Four former Blackwater (renamed Xe, then Academi) security guards were convicted on Wednesday for the 16 September 2007 shootings of more than 14 Iraqis and wounding 20 others in Nisour Square massacre, Baghdad. Their convictions are in stark contrast to the injustice dished out to Chelsea (formerly Bradley) Manning, who is serving decades in prison for merely revealing war crimes in Iraq similar to those carried out by Blackwater killers. The campaign to liberate Manning must never cease and the world’s media, which co-published Manning’s leaks, have a particular responsibility to ensure his plight is not forgotten.
The jury of eight women and four men deliberated 27 days before convicting Nicholas A. Slatten, of Sparta, Tenn., of murder. The panel also convicted Paul A. Slough of Keller, Tex., of 13 counts of manslaughter and 16 counts of attempted manslaughter; Evan S. Liberty of Rochester, N.H., of eight counts of manslaughter and 12 counts of attempted manslaughter; and [Dustin] Heard of Knoxville, Tenn., of six counts of manslaughter and 11 counts of attempted manslaughter. Slough, Liberty and Heard were also convicted of using military firearms while committing a felony. Slatten could be sentenced to life in prison, while the others face a minimum of 30 years. Another Blackwater employee, Jeremy Ridgeway, previously pleaded guilty to manslaughter and testified for the prosecution in this trial.

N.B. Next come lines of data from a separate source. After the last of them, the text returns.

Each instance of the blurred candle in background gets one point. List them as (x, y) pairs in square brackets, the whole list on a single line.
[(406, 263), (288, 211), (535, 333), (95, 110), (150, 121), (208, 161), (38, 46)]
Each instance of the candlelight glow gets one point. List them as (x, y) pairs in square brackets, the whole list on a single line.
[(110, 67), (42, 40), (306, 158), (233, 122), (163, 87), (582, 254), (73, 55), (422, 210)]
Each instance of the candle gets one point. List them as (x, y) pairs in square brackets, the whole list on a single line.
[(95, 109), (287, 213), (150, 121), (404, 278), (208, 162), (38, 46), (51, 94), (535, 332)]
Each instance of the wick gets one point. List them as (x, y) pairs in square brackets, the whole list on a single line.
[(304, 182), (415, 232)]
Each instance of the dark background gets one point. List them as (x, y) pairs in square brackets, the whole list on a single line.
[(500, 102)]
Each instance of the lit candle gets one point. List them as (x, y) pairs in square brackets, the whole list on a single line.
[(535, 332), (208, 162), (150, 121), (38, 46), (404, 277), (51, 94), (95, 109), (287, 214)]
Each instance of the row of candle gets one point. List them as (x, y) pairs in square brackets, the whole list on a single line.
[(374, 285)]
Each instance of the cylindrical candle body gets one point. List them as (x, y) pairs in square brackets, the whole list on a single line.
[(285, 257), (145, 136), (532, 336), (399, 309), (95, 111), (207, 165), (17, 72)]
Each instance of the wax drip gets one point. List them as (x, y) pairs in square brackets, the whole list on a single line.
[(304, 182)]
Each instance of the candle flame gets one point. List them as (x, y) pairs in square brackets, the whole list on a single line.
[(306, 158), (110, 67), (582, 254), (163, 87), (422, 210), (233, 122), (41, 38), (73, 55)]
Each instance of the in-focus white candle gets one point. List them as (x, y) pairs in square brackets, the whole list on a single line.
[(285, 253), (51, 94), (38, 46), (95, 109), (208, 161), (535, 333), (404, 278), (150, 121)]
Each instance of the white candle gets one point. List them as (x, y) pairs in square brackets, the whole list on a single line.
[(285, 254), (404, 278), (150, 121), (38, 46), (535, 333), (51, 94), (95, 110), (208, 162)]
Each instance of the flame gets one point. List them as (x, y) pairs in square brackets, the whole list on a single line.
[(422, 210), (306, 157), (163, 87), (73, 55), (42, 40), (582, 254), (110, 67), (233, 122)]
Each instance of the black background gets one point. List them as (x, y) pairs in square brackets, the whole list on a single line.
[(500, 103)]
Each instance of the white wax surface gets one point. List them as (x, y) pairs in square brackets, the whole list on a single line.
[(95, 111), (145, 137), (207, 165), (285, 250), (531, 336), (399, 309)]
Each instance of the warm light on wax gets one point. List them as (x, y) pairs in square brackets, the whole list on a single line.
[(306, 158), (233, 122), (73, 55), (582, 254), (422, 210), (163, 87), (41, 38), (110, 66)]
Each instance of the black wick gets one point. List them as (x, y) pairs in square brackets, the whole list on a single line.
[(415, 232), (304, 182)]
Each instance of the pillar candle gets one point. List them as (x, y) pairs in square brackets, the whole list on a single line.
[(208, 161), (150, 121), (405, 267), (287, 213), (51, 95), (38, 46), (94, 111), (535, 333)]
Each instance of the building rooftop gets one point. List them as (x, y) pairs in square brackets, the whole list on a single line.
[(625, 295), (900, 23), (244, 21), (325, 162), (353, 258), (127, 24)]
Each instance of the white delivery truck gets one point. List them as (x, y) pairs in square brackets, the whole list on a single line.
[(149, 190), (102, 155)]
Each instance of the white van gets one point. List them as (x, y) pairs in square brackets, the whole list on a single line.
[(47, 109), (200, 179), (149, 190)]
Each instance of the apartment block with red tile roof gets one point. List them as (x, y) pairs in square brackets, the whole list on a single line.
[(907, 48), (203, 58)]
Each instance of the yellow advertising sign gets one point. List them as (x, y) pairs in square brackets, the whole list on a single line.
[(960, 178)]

Federal prosecutor Anthony Asuncion said: “These men took something that did not belong to them: the lives of 14 human beings. They were turned into bloody bullet-riddled corpses at the hands of these men…It must have seemed like the apocalypse was here,” he added as he described how many were shot in the back, at long range, or blown up by powerful grenades used by the US contractors. “There was not a single dead insurgent on the scene. None of these people were armed.” After he described at length the harrowing fate of individual Iraqi civilians attacked by the Blackwater convoy. One witness to the massacre described how after the gunfire had ceased he opened the door to his car and his son’s brains fell out at his feet.
The trial, which began in June, had been delayed for several years because the George W Bush administration had ordered that the accused guards were immune from prosecution.
In contrast… Last year Bradley Manning was convicted of violating the Espionage Act, stealing government property, and violation of the Computer Fraud and Abuse Act. Leaked material by Manning included videos of the July 12, 2007 Baghdad airstrike, and the 2009 Granai airstrike in Afghanistan; 250,000 U.S. diplomatic cables; and 500,000 Army reports that came to be known as the Iraq War logs and Afghan War logs. Manning was sentenced to 35 years imprisonment, with a possibility of parole after 8 years have been served. In reality, Manning’s ‘crime’ was to expose crimes committed during war. Manning’s prosecution, conviction and sentence are widely viewed as an absurdity, particularly as much of the information Manning released was published by leading newspaper such as The Guardian, Le Monde, Der Spiegel and The Washington Post.
In 2012 Manning was awarded People’s Choice Award by Global Exchange; in 2013, the Sean MacBride Peace Prize by the International Peace Bureau; and in 2014 the Sam Adams Award by Sam Adams Associates for Integrity in Intelligence.